Here's a common complaint about poetry: It's the oldest form of expression, but what can it do for us now, in an age of social media, Twitter, Facebook and national urgency?
African-American poet Claudia Rankine's latest collection, Citizen: An American Lyric, has an answer. It's a very personal meditation on race in America with a cover that recalls Trayvon Martin — a black hoodie against a white background.
Citizen was a finalist for the 2014 National Book Award. The book reads like a series of diary entries about encounters with racism. Here's one of the book's anecdotes:
You and your partner go to see the film The House We Live In. You ask a friend to pick up your child from school. On your way home your phone rings. Your neighbor tells you he is standing at his window watching a menacing black guy casing both your homes. The guy is walking back and forth talking to himself and seems disturbed.
You tell your neighbor that your friend, whom he has met, is babysitting. He says, no, it's not him. He's met your friend and this isn't that nice young man. Anyway, he wants you to know, he's called the police.
Your partner calls your friend and asks him if there's a guy walking back and forth in front of your home. Your friend says that if anyone were outside he would see him because he is standing outside. You hear the sirens through the speakerphone.

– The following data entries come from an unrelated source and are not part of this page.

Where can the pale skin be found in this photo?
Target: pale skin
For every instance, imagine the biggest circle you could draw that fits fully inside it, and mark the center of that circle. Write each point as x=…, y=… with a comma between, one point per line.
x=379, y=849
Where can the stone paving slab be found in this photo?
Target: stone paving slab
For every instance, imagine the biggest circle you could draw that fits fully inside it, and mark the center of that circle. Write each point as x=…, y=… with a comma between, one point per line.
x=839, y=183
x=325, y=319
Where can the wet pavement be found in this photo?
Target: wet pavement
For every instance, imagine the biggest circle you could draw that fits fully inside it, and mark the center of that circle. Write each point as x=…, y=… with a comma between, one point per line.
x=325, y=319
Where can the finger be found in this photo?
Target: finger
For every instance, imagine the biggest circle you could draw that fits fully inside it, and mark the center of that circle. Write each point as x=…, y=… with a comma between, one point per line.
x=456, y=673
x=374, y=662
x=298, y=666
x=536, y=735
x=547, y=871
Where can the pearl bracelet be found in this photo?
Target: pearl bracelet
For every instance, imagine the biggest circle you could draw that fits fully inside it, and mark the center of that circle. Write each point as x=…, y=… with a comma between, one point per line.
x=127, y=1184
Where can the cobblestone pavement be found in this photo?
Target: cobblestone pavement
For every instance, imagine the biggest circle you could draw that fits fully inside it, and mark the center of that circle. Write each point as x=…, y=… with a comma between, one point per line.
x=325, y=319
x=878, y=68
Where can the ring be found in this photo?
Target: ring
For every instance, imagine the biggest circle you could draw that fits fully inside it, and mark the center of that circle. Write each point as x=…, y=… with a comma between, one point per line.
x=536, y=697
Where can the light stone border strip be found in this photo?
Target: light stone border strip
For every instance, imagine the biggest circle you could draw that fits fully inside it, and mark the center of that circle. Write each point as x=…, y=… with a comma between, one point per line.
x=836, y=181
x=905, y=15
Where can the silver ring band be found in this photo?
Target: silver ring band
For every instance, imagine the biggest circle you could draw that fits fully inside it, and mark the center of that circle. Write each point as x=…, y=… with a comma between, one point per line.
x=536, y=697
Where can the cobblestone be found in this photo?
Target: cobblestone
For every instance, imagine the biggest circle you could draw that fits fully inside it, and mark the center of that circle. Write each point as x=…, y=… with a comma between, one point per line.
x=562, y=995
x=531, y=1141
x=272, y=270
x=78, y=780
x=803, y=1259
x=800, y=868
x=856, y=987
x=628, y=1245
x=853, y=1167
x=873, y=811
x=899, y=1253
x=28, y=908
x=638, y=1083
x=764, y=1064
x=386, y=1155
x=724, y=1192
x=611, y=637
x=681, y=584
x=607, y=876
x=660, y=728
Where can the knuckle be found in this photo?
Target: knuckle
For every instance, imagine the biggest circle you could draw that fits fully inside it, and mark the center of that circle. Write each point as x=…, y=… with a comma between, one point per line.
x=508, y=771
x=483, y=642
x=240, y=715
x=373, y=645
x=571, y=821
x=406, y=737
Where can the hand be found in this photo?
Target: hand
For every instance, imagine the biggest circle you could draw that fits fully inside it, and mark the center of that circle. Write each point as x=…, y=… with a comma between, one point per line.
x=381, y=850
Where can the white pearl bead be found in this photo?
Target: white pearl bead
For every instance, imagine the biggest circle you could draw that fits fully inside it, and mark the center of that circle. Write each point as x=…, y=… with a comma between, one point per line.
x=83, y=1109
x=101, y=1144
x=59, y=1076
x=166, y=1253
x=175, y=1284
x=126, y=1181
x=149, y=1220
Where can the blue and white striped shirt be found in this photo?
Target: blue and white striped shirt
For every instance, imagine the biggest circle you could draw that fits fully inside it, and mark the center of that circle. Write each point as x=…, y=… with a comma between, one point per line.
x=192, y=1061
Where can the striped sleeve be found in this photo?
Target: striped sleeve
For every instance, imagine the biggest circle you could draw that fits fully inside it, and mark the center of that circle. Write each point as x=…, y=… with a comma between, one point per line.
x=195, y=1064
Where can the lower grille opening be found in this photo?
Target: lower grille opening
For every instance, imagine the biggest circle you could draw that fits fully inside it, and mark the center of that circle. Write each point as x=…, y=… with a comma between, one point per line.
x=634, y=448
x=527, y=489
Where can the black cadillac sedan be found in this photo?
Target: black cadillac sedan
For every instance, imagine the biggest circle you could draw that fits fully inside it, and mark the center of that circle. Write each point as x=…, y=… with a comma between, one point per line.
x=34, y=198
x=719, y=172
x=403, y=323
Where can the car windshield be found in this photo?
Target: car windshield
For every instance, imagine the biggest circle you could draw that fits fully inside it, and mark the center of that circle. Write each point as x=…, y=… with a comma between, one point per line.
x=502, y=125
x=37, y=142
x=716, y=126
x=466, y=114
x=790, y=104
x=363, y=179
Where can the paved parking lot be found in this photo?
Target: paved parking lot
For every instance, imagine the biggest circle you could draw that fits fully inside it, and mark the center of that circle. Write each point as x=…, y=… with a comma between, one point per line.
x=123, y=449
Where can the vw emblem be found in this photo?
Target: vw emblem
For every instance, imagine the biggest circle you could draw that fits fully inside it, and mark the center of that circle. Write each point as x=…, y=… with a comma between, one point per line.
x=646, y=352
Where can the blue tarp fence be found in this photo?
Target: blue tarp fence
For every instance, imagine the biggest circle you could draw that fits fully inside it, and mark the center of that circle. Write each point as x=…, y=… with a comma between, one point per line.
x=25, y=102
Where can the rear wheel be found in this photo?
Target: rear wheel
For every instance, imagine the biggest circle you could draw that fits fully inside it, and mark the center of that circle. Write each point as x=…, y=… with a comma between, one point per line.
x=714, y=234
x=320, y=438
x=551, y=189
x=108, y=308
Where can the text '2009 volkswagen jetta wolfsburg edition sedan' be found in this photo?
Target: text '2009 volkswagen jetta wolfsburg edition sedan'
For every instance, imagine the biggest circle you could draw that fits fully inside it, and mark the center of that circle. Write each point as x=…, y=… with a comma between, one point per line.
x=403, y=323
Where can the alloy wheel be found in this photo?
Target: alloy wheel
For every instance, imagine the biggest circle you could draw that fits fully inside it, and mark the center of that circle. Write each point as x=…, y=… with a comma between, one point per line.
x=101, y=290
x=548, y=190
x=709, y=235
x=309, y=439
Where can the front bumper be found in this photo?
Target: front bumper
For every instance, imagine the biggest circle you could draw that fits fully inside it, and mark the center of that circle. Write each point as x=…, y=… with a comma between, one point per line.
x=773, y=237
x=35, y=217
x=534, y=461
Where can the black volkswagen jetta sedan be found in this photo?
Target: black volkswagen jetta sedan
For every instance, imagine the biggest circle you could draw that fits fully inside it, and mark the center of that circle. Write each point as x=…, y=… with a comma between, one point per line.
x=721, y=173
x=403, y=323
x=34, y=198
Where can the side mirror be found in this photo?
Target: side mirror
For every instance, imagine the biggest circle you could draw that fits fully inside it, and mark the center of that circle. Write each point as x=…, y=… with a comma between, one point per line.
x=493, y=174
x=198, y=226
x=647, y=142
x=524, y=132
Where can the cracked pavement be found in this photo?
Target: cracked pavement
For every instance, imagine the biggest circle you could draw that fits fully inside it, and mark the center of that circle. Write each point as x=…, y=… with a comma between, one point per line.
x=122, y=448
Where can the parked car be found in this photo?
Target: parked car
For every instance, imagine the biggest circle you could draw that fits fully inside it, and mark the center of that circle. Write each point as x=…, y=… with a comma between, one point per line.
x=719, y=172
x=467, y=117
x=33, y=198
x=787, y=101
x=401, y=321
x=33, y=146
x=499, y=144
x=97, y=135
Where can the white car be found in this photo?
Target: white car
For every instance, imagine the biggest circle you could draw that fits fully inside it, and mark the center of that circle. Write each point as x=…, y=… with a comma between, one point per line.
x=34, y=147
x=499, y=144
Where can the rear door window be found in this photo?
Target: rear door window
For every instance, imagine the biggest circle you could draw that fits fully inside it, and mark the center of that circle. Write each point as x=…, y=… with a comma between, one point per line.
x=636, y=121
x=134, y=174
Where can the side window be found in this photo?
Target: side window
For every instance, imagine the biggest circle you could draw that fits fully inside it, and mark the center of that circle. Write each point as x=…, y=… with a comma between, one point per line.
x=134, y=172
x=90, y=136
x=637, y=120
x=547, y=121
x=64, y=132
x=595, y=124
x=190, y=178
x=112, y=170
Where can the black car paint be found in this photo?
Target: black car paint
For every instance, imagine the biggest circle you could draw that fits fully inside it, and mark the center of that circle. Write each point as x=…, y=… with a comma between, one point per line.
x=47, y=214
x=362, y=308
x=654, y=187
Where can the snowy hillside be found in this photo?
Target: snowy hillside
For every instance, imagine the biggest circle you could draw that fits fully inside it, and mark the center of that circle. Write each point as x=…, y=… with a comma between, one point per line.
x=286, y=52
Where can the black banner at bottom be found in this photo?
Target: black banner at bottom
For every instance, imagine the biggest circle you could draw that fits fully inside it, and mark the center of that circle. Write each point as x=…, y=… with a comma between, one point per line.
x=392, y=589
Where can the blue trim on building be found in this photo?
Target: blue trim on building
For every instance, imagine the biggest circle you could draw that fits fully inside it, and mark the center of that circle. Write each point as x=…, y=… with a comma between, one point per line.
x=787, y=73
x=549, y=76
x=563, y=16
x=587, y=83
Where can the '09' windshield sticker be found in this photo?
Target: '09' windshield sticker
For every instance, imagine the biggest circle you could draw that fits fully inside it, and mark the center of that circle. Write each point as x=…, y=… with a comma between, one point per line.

Rankine tells NPR's Eric Westervelt that all of the encounters described in her book actually happened: "There's no imagination, actually. Many of the anecdotes in the book were gathered by asking friends of mine to tell me moments when racism surprisingly entered in when you were among friends or colleagues, or just doing some ordinary thing in your day."
On what she learned from cataloging her and her friends' experiences of racism
I feel, like, surprised at my own surprise at some of the accounts. And then when you start paying attention, it's amazing how many things occur in a single day or week or month. And, you know, in a way you have to kind of step back and just let them go. ...
You go through the day assuming certain things — that other people are seeing you as a person, you know. That's sort of basic. And when these moments come in to your day in these ordinary events, it's shocking and it's disturbing. And the disturbance is deep because it goes back to the roots of racism in this country.
On her goal in writing about racism in such a personal way
I wanted to create the field of the encounter; what happens when one body comes up against another and race enters into the moment of intimacy between two people. ...
"If you're a white person, there's one way of being a citizen in our country; and if you're a brown or a black body, there's another way of being a citizen and that way is very close to death."
On the one hand, I am talking about institutionalized racism. But on another and, I think, equally important level, I'm just talking about what happens when we fail each other as people.
On why she titled her book Citizen
There are two worlds out there; two America's out there. If you're a white person, there's one way of being a citizen in our country; and if you're a brown or a black body, there's another way of being a citizen and that way is very close to death. It's very close to the loss of your life. It's very close to the loss of your liberties at any random moment. And so I wanted that to be considered.